The authors of the study published a paper in the Wall Street Journal on March 18, in which they summarized their findings, noting that although their analysis focused exclusively on women, there is a great deal of evidence indicating that marriage has even greater health benefits for men, as well as being associated with longer life spans. Worldwide, marriage is declining, and unmarried partnerships and extramarital children have become more common. Although there are regional and national differences, the general trend is for fewer and later marriages.
Critics of marriage and the family as institutions, at the United Nations and elsewhere, are right to point out that abuse and harm can occur within the family and have devastating effects on the victims. However, their proposed solutions, which include redefining “family” to include virtually any domestic structure or set of people or dismantling all traditional structures considered “patriarchal,” ignore a growing body of social science data in favor of the natural family, consisting of one man and one woman and open to life. The core documents of the United Nations, including the UN’s fundamental pillar, the Universal Declaration of Human Rights, refer to the family as the “natural and fundamental unit of society,” yet such language has now become highly controversial as progressive governments insist that the family exists in various and diverse forms.
Still, the latest study and research in recent days confirms how important family structures are, especially for children raised in those families, as has already been shown by Professor Mark Regnerus of the University of Texas in his groundbreaking studies: children are better off when they are raised by their biological, married parents. The new study on marriage, conducted by Harvard scientist Ying Chen and colleagues, shows that the benefits of marriage are not at the expense of women, but are shared by them as well. Despite the limitation of the sample of women considered, it is noteworthy that even women who live in a wealthy country and enjoy many of the “empowerment” benefits according to UN goals, such as education and employment, can see their health and well-being improve further by marrying and staying married.
“This study provides evidence that the initiation of first marriage in early adulthood is associated with successively lower risks of mortality and cardiovascular disease and greater psychosocial and mental well-being, whereas dissolution of marriage is correlated with lower psychosocial well-being and greater psychological distress among women, with these associations persisting into mid- and late life. Our study also addresses criticisms from previous research in that it deals with incidental marriage (including the effects of the decision to marry on subsequent divorce) rather than just “prevailing” marriage, and reduces the concern of residual confounding by prior marital history by focusing on first marriage… Although marriage is clearly a powerful social bond, all people need social relationships and community support,” the authors said in the conclusions of the study.

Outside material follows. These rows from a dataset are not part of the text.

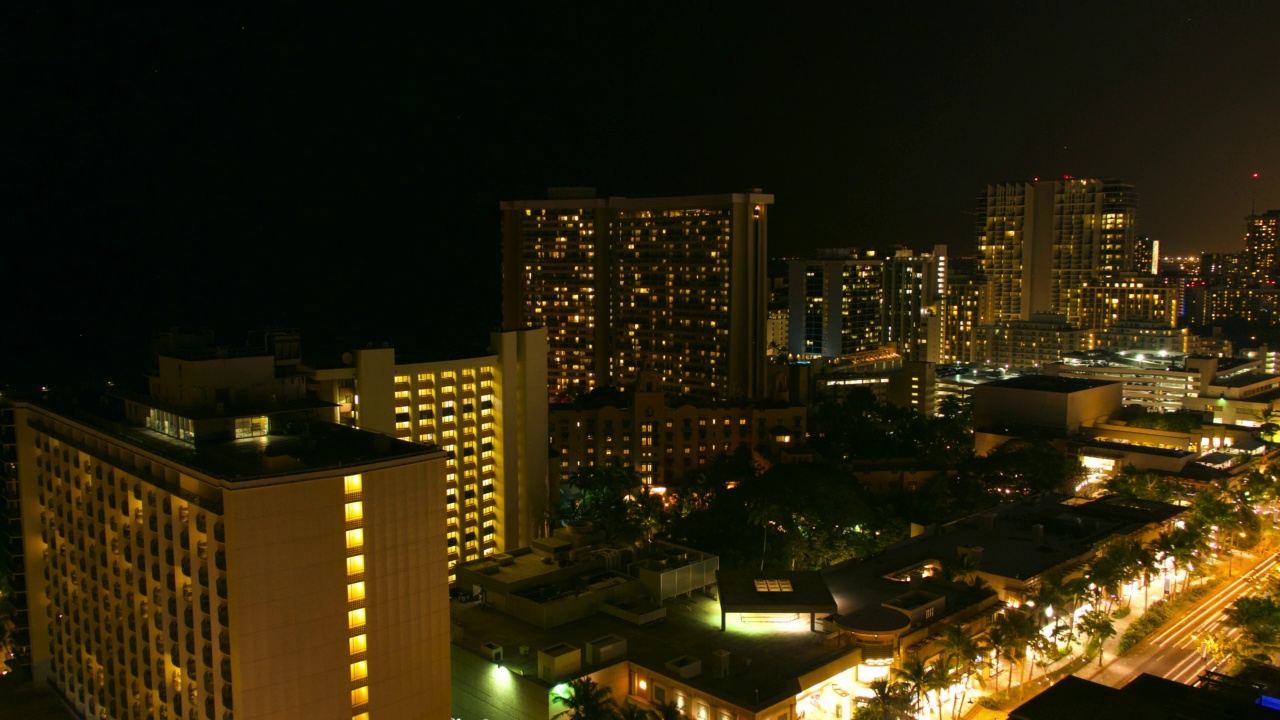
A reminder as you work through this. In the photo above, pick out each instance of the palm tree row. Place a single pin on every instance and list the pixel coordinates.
(584, 698)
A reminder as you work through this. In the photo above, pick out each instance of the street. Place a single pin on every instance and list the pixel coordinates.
(1174, 651)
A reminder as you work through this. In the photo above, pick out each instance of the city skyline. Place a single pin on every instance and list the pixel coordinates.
(286, 165)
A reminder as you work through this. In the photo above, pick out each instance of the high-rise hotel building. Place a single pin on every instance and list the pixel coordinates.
(216, 550)
(672, 285)
(1261, 245)
(489, 417)
(1040, 242)
(850, 301)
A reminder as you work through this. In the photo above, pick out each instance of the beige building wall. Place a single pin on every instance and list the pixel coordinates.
(174, 592)
(488, 414)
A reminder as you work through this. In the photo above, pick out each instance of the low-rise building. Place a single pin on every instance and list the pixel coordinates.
(754, 645)
(215, 546)
(664, 441)
(487, 413)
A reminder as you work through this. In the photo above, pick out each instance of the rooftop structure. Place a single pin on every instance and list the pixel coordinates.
(663, 441)
(673, 285)
(1042, 242)
(753, 645)
(489, 417)
(1054, 404)
(1148, 697)
(241, 551)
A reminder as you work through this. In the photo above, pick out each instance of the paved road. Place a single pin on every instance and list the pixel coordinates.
(1174, 651)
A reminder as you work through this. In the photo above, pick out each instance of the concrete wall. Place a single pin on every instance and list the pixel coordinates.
(287, 595)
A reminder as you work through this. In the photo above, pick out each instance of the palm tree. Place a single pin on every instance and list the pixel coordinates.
(890, 701)
(1100, 627)
(1000, 638)
(584, 700)
(940, 678)
(961, 654)
(914, 673)
(668, 711)
(631, 711)
(1144, 557)
(1258, 620)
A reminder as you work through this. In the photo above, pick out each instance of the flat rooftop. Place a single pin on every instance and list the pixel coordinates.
(1009, 542)
(764, 657)
(312, 446)
(1244, 379)
(1048, 383)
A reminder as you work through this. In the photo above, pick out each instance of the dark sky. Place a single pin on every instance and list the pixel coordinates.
(341, 171)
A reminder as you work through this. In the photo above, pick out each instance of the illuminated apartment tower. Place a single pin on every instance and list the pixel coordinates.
(836, 302)
(964, 309)
(914, 296)
(488, 414)
(850, 301)
(1041, 241)
(216, 550)
(672, 285)
(1260, 247)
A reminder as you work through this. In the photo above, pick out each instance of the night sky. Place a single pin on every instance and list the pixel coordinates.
(341, 171)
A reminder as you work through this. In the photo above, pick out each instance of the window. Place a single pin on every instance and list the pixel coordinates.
(359, 643)
(355, 592)
(250, 427)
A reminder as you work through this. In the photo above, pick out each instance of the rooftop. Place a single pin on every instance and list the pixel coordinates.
(1011, 547)
(1048, 383)
(305, 446)
(1144, 697)
(764, 657)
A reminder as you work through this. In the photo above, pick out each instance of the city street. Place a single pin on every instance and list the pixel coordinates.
(1174, 651)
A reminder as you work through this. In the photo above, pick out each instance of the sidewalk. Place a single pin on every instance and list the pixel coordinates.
(1109, 673)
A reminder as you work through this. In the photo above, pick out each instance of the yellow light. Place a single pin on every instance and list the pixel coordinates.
(359, 643)
(355, 564)
(355, 591)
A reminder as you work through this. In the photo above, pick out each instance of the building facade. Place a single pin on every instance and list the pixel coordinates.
(1261, 247)
(489, 417)
(673, 285)
(1042, 241)
(216, 548)
(850, 301)
(663, 442)
(1028, 343)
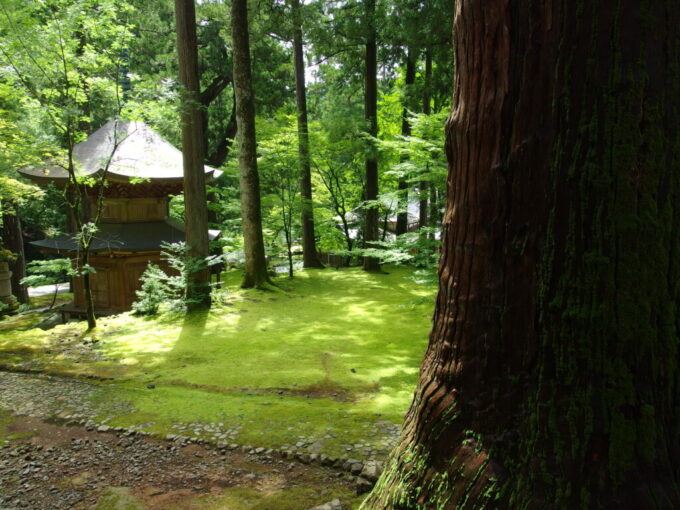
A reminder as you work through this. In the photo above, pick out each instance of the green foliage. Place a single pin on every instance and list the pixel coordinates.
(7, 256)
(47, 272)
(154, 291)
(173, 286)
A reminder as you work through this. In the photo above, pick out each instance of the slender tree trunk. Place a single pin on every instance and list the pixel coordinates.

Logically, natural marriage and family is even more beneficial for women living in more modest working conditions and welfare in other nations of the world, and yet, at the UN, they do not think so and, as evidenced by C-Fam, the majority of experts and nations are considering removing the term family from documents in order to ‘not discriminate’ against LGBTI and transgender couples… A censure of social science, as well as common sense and simple factual reality.